The neighborhood along Straight Path in Wyandanch is one of more than 25 food deserts on Long Island. In Wyandanch it's easy to spot a lot of cheap, fast food places, but the nearest store with a proper produce department is a King Kullen located two miles away.
Randi Shubin-Dresner, CEO of Island Harvest Food Bank, says, “They [food deserts] don’t appear necessarily, it’s that other communities are growing and there are some communities, that for a whole host of reasons, are just not developing to support the people who live in those communities.”
Wyandanch has no bus routes available to the King Kullen, so low-income families who rely on public transportation often have no choice but to eat less nutritious food.
“And while it may not be the healthiest food you could get them, many people feel that at least they’re feeding their children and giving them something.”
Volunteers from Community Solidarity, the largest vegetarian food relief program in the U.S., gather every Saturday at noon in Wyandanch to set up rows of tables in an empty parking lot and fill it with fruits and vegetables and whole grain food.

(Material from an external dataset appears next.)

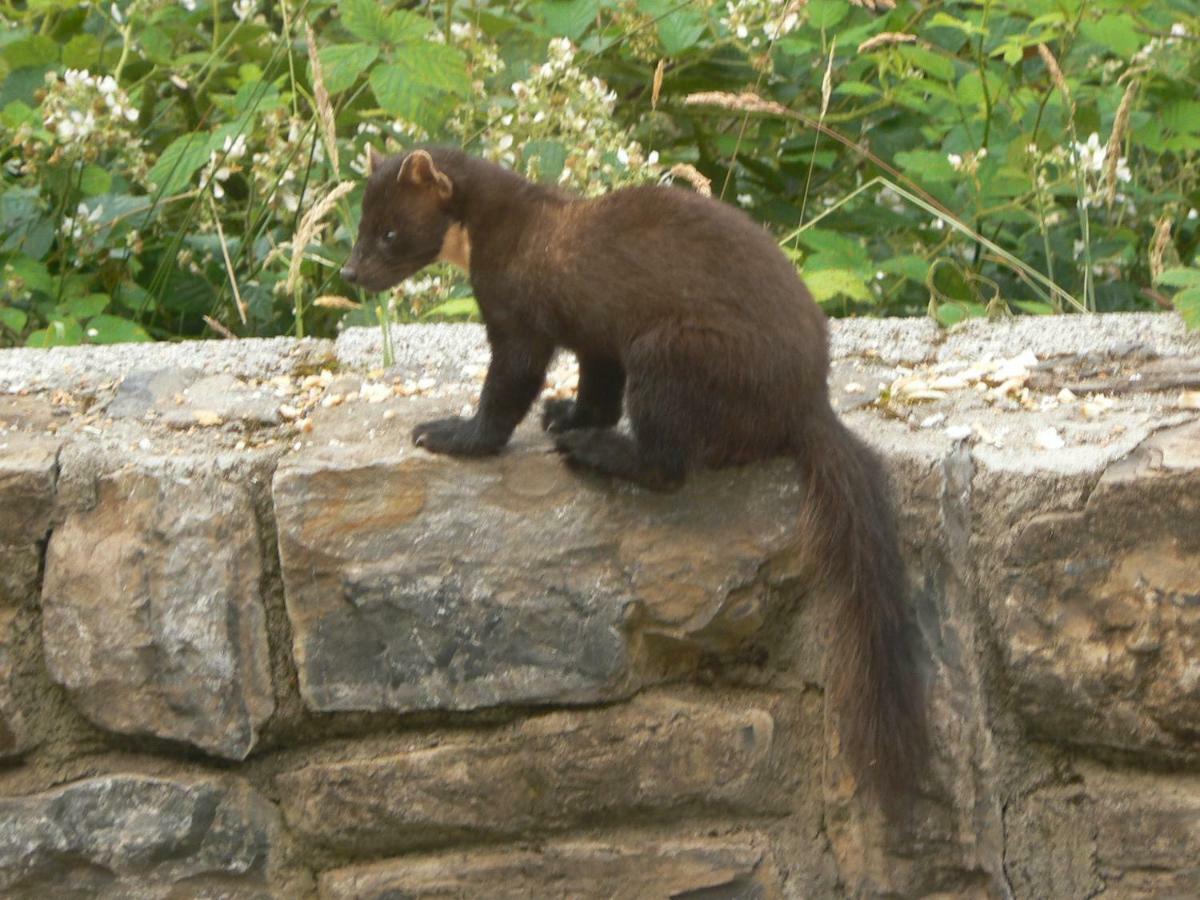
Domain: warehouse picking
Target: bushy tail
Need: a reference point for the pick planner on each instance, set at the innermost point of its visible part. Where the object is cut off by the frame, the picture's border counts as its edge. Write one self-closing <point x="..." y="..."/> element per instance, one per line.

PJ Sangiuolo, a three-year volunteer with Community Solidarity, says, “So basically what we do is collect food from local merchants, and most of it would normally be thrown away. And it’s still good. It’s still edible. And we give it out every Saturday.”
Michael Fields is another Community Solidarity volunteer. He originally helped at their Huntington Station site, which advocates describe as one of the larger food deserts on Long Island. “And I couldn’t believe it. You had 150 to 200 people lined up for food.”
Officials from local hunger relief organizations say that nearly 60 percent of Long Islanders are eligible for SNAP, the government’s food assistance program, commonly known as food stamps.
SNAP provides financial aid for food to nearly 50 million people in the U.S., 150,000 of whom live on Long Island. But advocates say people often run out of SNAP benefits halfway through the month. They then have to choose between buying fast food or not eating at all.
Taisha Freeman runs Island Harvest’s SNAP Outreach program, which helped more than a thousand people apply for SNAP last year. They plan to enroll an additional 2,200 Long Islanders by the end of 2017.
Freeman says she’s worried about President Donald Trump’s proposed $190 billion cut to SNAP over the next ten years.
“This is something that the community needs. Cutting down will definitely hinder a lot of families that are already struggling.”